Peru vatandaşı olan Chicago doğumlu Prevost, iki günlük papalık toplantısının ardından Perşembe günü (8 Mayıs) Katoliklerin yeni papası olarak seçildi.
Papa Francis'e yakın bir merkezci ve reformcu olarak kabul edilen 69 yaşındaki Prevost, papa seçilme konusunda önde gelen bir isim olarak görülmüyordu. Çoğunluğun oyunu alarak seçilen yeni papanın Francis'in ilerici düşünceleriyle ilgili tavrı merak edildi. Bilindiği üzere Papa Francis, kilisenin LGBTQ+ toplumuna daha hoşgörülü davranması yönünde bir dizi açıklama yapmıştı.
Francis, birçok LGBTQ+ Katolik, önde gelen savunucularla sık sık bir araya gelmişti.

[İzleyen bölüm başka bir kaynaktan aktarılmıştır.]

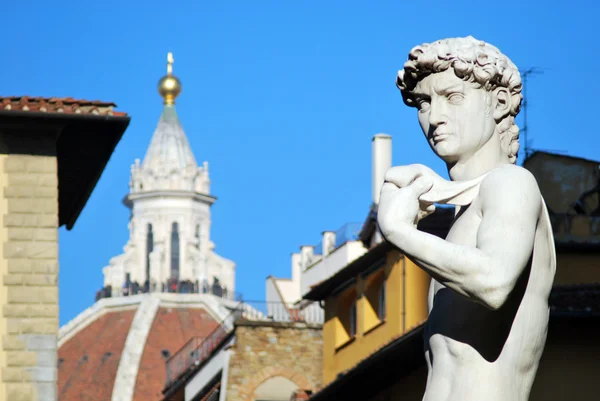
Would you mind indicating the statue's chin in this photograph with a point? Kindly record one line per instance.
(445, 152)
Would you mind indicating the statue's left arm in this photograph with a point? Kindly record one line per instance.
(510, 204)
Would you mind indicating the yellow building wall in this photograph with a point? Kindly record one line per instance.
(573, 268)
(29, 286)
(406, 289)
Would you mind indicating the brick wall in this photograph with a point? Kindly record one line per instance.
(29, 291)
(291, 350)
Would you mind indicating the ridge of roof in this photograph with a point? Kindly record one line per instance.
(66, 105)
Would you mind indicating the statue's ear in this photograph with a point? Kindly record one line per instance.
(502, 104)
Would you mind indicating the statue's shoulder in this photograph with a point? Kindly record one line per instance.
(510, 182)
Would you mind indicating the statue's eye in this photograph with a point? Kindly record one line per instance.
(455, 98)
(423, 104)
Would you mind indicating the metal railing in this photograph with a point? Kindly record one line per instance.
(179, 287)
(198, 349)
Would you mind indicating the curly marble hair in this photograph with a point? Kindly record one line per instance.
(473, 61)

Papa Francis, LGBTQ+ insanların suçlulaştırılmasını "yanlış" olarak tanımlamadan önce eşcinsel olmanın "suç olmadığını" söylemişti. Uganda'nın Eşcinsellik Karşıtı Yasası'nı kınamış ve "ayrımcılık bir günahtır ve LGBTQ+ topluluklarına yönelik şiddet kabul edilemez" demişti.
Robert Prevost Peru'da bir piskopos olarak görev yaptığı dönemde okullarda cinsiyet hakkında eğitim verilmesine yönelik bir hükümet planına karşı çıkmış. Yerel haber medyasına verdiği bir demeçte, "Cinsiyet ideolojisinin teşviki kafa karıştırıcıdır çünkü var olmayan cinsiyetler yaratmayı amaçlamaktadır." ifadelerini kullanmış.

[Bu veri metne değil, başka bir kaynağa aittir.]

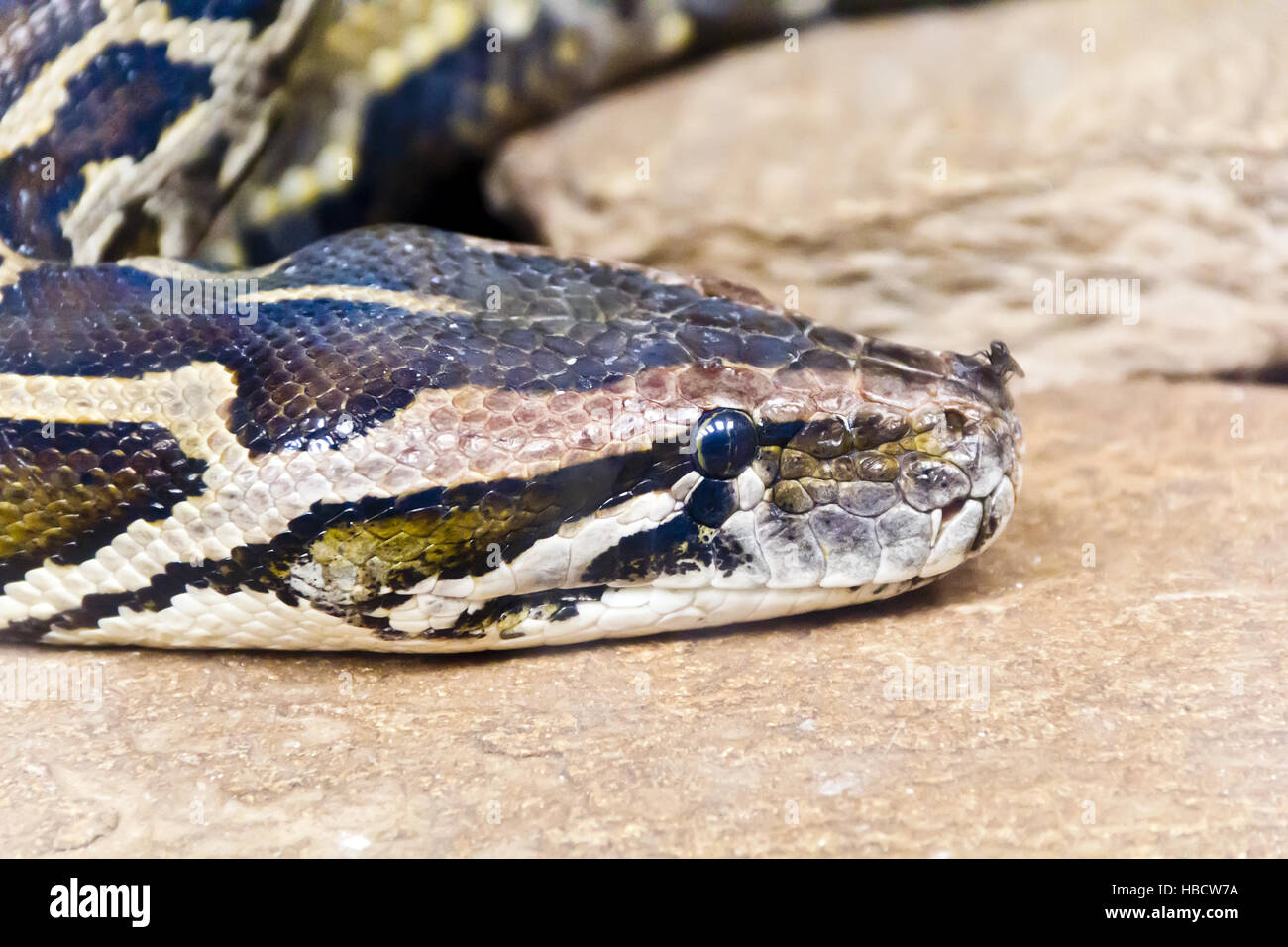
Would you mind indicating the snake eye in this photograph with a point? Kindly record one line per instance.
(724, 442)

The New York Times'ın bildirdiğine göre, 2012'de piskoposlara hitaben yaptığı bir konuşmada Prevost, Batılı haber medyasının ve popüler kültürün "müjdeyle çelişen inanç ve uygulamalara sempati" beslediğinden yakınmış. "Eşcinsel yaşam tarzı" ve "eşcinsel partnerlerden ve evlat edindikleri çocuklardan oluşan alternatif aileler"den bahsetmiş.

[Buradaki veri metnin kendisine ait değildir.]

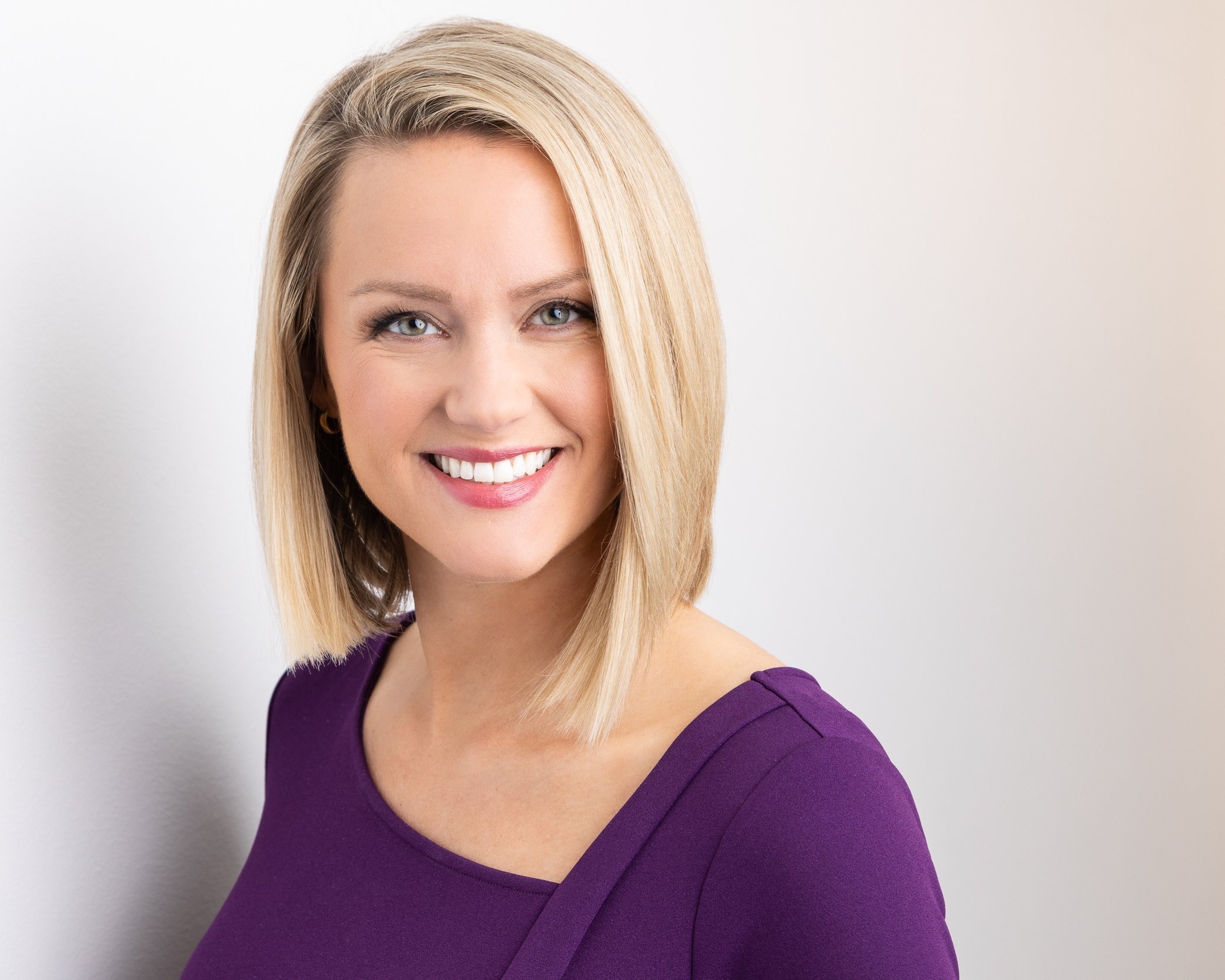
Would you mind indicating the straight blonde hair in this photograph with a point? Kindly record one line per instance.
(337, 565)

Bu açıklamaları selefi Papa Francis'in LGBTQ+ topluluğuna yönelik daha kapsayıcı yaklaşımıyla çelişiyor. Papa, 2023 yılında eşcinselliği suç sayan yasaları "adaletsiz" olarak eleştirerek, Tanrı'nın tüm çocuklarını olduğu gibi sevdiğini söylemiş ve yasaları destekleyen Katolik piskoposları LGBTQ+ insanları kiliseye kabul etmeye çağırmıştı.